35

1K 228 11
                                    

"Bang, Chika mabuk, dia ilang di club sama Zean. Gue udah cari dia kemana-mana tapi ga ketemu"

Kata-kata itu terus saja memutar di kepala Aran. Ia khawatir saat tadi Olla menelponnya dan memberitahunya kalau Chika hilang. Ia takut terjadi sesuatu dengan Chika apalagi dia sedang bersama Zean.

Aran melajukan motornya agar segera sampai ke tempat tujuan. Untung saja jalanan sudah mulai sepi, jadi tak ada hambatan untuk Aran.
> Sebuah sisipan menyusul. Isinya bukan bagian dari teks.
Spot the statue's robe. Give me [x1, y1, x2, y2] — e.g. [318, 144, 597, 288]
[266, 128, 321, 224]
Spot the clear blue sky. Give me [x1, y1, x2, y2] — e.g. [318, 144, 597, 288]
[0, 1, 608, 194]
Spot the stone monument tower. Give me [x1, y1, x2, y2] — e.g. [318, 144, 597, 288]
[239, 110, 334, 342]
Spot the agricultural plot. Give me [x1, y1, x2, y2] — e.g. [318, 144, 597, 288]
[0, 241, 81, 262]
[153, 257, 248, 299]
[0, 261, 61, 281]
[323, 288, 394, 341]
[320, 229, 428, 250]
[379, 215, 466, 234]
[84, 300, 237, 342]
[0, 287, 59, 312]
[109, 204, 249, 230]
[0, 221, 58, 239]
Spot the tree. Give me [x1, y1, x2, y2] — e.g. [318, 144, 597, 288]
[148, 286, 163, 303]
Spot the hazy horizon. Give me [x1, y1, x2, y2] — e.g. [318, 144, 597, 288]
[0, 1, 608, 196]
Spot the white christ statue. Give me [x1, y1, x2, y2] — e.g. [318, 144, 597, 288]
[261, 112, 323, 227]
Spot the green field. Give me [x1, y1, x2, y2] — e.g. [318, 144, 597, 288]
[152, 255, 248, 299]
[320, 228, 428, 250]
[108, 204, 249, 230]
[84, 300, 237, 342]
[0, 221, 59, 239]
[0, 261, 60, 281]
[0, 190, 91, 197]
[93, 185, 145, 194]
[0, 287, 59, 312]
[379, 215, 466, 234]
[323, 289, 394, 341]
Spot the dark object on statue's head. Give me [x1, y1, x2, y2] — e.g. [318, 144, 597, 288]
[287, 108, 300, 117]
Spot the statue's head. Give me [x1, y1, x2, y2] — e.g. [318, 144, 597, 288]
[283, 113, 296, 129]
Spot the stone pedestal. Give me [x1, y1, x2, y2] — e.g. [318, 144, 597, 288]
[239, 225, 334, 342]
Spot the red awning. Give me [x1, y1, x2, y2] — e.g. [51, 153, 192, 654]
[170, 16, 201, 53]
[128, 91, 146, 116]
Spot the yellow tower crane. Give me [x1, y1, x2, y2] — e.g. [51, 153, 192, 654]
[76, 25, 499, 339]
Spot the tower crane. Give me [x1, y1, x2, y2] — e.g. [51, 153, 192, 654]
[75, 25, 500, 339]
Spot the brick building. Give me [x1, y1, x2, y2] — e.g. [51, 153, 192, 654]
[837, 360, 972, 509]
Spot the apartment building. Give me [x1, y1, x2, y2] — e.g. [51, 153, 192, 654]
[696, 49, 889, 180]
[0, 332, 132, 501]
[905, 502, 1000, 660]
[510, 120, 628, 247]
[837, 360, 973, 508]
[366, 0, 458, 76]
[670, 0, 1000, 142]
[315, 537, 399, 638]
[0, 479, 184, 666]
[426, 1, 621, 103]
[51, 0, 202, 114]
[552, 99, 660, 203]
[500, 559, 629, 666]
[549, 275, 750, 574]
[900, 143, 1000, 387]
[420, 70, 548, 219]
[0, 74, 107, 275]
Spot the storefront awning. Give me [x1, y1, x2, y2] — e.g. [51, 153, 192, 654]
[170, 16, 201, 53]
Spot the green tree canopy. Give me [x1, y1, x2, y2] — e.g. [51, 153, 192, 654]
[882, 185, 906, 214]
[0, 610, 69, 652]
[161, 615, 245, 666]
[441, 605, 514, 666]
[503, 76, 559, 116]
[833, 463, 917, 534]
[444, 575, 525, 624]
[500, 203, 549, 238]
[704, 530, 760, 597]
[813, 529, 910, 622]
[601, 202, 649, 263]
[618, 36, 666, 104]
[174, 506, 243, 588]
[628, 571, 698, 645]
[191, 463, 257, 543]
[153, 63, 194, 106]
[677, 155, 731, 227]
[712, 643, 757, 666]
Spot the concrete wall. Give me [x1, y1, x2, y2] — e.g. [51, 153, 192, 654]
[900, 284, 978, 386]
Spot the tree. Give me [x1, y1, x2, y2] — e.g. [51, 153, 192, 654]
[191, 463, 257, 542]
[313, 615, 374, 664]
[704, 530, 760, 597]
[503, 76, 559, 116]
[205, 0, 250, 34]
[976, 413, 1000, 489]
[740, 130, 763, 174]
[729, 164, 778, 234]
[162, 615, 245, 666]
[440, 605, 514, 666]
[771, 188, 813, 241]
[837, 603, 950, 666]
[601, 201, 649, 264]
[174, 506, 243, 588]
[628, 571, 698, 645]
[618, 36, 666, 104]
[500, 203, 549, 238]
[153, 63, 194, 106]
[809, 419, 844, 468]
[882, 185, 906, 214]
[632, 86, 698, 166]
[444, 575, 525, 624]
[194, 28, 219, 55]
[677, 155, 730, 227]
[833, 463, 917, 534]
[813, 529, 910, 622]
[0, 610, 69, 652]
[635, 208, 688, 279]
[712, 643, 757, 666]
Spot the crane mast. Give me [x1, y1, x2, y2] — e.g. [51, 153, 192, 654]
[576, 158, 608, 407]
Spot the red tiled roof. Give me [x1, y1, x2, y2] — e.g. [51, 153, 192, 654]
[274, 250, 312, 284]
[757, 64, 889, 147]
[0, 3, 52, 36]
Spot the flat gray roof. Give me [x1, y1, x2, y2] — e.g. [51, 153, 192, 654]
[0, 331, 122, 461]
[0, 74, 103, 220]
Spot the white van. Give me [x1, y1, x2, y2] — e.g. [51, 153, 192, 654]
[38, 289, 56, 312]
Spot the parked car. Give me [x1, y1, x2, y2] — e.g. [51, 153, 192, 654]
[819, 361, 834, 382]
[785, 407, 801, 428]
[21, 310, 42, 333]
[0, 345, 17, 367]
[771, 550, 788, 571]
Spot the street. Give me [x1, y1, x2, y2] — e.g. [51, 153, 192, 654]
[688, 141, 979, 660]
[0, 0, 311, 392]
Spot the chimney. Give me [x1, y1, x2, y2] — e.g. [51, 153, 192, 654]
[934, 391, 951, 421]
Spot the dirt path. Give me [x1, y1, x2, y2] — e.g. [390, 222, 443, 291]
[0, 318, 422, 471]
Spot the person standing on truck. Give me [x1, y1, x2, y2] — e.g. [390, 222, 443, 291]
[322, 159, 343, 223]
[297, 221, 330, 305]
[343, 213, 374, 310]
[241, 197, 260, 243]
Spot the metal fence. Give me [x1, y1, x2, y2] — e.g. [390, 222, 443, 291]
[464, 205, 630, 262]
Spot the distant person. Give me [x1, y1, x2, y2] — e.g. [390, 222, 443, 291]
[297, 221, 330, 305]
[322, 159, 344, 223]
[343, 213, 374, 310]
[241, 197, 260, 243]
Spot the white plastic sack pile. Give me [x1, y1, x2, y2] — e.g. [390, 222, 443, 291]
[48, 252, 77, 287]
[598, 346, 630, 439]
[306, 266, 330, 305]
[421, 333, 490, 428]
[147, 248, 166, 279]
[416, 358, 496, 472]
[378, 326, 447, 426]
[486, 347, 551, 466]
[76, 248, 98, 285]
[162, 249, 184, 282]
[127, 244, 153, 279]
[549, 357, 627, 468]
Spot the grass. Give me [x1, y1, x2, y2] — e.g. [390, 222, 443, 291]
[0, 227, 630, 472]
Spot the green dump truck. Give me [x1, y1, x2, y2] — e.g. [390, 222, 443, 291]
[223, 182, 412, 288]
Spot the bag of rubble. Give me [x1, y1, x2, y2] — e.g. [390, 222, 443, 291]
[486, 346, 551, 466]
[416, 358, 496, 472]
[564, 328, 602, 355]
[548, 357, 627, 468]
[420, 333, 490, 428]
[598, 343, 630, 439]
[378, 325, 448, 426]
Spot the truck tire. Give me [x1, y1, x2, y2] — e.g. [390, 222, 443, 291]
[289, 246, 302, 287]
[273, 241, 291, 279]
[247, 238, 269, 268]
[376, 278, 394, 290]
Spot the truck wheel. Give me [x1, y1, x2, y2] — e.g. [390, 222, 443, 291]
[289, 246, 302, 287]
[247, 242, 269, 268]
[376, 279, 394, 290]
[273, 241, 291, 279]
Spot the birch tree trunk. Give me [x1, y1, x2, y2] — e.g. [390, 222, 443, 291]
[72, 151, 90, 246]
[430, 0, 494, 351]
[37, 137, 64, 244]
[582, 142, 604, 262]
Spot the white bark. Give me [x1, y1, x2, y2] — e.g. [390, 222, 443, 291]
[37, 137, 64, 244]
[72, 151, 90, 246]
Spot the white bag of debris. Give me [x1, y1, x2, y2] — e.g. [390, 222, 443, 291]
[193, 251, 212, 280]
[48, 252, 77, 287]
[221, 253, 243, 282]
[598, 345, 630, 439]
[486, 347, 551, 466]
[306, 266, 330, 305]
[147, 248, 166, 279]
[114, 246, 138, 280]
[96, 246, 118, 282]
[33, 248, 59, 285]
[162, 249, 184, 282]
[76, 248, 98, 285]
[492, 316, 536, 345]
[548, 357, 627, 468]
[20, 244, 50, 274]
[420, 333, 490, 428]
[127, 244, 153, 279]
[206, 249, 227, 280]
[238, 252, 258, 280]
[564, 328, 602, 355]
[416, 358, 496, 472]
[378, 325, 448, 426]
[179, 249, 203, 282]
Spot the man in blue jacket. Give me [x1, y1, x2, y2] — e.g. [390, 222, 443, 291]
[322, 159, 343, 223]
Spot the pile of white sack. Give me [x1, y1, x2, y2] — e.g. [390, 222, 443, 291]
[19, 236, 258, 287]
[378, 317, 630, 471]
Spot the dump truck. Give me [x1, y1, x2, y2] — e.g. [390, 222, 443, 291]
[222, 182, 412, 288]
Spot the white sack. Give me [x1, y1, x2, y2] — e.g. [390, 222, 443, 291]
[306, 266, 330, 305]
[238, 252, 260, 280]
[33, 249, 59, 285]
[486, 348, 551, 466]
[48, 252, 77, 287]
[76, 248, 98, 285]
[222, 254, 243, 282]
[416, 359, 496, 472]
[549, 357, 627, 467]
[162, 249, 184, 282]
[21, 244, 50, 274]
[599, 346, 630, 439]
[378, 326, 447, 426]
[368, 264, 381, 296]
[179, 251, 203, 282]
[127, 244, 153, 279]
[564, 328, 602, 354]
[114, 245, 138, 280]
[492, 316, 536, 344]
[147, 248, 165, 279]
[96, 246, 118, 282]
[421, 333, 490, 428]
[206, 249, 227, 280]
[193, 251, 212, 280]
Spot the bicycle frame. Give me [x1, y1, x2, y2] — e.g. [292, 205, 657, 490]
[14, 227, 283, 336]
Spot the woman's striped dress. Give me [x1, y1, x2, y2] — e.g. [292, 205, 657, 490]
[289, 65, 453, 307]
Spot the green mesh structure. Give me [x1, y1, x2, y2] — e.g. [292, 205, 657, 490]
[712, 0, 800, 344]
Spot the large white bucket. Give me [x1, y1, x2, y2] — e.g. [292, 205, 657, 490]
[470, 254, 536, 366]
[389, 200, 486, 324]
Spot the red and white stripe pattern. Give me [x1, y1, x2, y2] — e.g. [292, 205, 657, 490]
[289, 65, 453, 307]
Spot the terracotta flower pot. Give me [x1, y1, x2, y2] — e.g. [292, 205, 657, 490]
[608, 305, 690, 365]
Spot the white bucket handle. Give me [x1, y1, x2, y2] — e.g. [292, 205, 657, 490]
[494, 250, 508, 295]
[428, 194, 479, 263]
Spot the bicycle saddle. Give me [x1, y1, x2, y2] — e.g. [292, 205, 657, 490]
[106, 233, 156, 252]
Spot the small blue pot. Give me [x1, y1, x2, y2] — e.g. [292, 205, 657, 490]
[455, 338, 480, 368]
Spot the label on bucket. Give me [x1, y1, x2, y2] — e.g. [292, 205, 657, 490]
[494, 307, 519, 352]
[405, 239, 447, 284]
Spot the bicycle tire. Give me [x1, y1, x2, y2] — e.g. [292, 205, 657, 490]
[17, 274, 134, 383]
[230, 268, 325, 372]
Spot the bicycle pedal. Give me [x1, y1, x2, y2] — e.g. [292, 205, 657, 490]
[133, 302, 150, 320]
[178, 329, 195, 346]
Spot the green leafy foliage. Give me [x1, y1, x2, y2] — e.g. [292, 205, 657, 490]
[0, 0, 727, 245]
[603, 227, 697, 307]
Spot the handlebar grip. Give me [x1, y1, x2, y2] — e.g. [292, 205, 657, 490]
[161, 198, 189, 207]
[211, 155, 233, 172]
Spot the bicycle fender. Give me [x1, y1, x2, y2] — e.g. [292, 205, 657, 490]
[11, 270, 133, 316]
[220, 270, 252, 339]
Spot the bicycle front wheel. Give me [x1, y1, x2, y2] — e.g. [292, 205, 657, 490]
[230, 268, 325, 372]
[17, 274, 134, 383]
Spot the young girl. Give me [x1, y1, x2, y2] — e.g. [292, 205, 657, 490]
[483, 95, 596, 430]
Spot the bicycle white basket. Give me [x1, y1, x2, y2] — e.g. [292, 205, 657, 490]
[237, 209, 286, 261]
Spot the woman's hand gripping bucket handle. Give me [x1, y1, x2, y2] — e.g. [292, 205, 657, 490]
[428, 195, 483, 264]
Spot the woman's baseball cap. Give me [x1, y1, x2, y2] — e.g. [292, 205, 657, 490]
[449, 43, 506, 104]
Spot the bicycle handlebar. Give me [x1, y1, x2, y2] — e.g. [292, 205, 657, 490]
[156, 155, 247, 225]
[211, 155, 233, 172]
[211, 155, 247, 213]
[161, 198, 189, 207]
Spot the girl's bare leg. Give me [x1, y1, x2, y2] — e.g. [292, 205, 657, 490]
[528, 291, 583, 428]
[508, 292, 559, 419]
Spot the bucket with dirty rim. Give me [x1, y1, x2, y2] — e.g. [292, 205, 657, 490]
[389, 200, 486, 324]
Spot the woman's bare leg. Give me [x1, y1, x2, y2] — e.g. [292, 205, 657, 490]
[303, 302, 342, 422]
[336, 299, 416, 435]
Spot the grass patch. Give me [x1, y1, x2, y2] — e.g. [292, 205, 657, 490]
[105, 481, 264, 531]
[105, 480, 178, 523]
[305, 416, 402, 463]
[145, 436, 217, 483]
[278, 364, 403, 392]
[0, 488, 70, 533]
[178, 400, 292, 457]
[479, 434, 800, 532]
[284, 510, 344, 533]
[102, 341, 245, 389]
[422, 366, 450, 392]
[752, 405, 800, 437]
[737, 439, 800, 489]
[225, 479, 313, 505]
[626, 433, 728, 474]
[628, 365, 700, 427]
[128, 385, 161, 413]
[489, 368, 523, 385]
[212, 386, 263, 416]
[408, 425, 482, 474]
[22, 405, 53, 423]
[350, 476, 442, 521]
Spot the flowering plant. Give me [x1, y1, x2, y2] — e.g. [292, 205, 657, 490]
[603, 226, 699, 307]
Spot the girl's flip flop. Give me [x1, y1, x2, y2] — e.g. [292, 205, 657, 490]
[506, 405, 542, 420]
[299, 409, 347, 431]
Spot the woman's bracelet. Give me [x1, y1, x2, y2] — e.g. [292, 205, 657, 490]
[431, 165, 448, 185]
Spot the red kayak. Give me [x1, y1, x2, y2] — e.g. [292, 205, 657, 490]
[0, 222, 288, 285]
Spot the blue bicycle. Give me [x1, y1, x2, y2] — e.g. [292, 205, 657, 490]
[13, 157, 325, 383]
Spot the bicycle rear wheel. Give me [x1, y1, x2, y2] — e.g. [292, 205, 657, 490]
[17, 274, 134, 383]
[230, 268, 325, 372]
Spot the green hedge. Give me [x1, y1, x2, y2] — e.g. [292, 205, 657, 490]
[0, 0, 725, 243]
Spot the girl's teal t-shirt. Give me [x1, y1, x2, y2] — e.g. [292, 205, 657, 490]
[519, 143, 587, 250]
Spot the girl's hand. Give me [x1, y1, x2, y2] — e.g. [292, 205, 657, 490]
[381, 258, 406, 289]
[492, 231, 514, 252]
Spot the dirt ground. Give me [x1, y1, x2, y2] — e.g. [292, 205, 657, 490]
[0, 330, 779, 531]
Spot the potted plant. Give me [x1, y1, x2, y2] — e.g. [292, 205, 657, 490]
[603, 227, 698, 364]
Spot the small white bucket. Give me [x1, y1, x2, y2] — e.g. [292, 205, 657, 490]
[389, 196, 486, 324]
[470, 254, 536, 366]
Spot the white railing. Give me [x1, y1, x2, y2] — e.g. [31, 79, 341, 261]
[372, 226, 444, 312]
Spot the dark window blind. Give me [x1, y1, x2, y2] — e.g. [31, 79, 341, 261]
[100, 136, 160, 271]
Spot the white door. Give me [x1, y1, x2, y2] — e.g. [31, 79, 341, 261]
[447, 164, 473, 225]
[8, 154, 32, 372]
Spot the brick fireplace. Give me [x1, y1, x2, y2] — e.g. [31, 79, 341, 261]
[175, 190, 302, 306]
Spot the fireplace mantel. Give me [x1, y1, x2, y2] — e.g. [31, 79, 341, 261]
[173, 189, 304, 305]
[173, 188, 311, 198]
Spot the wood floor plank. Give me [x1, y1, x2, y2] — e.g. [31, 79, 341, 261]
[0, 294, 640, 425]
Aran memikirkan sesuatu yang tidak ia inginkan terjadi pada Chika, segala kemungkinan kemungkinan itu terus saja memenuhi isi kepalanya. Ia khawatir Zean melakukan sesuatu yang tidak seharusnya karena mereka berdua sama-sama mabuk.

"Chika, jangan gila Chik"

"Chik, pliss jaga diri Lo"

Aran terus saja bergumam tanpa memelankan laju kendaraannya. Motornya yang sudah tua membuatnya kesusahan untuk mengatur kecepatan. Ia kesal karena sedari tadi tidak sampai di tempat yang sudah Olla beritahukan padahal ia sudah mengebut. Mungkin karena motor itu sudah tidak layak pakai makanya lajunya pun berbeda dengan motor motor pada umumnya.

30 menit kemudian Aran menghentikan motornya di sebuah parkiran club malam. Untuk pertama kalinya ia menginjakkan kaki ke tempat ini. Tanpa berlama-lama Aran langsung masuk ke dalam club itu.

Irama musik yang cukup keras sangat memekakkan telinga, Aran tidak biasa mendengar musik sekeras ini dengan orang orang yang menari dengan lihai didalamnya.

Aran menerobos kerumunan orang orang yang sedang menari itu untuk mencari keberadaan Chika. Ia mencoba menelpon tapi tidak ada jawaban. Dibawah cahaya lampu yang remang dan lampu disko yang berwarna warni, Aran mencoba untuk terus mencarinya di setiap penjuru. Tapi nihil, ia tidak menemukan Chika dimana pun.

"Minggir minggir" Aran mendorong asal orang orang yang menghalangi jalannya.

"Chika, pliss angkat telpon gue Chik" Aran sudah kepalang panik. Ia takut sekali terjadi sesuatu dengan istrinya itu.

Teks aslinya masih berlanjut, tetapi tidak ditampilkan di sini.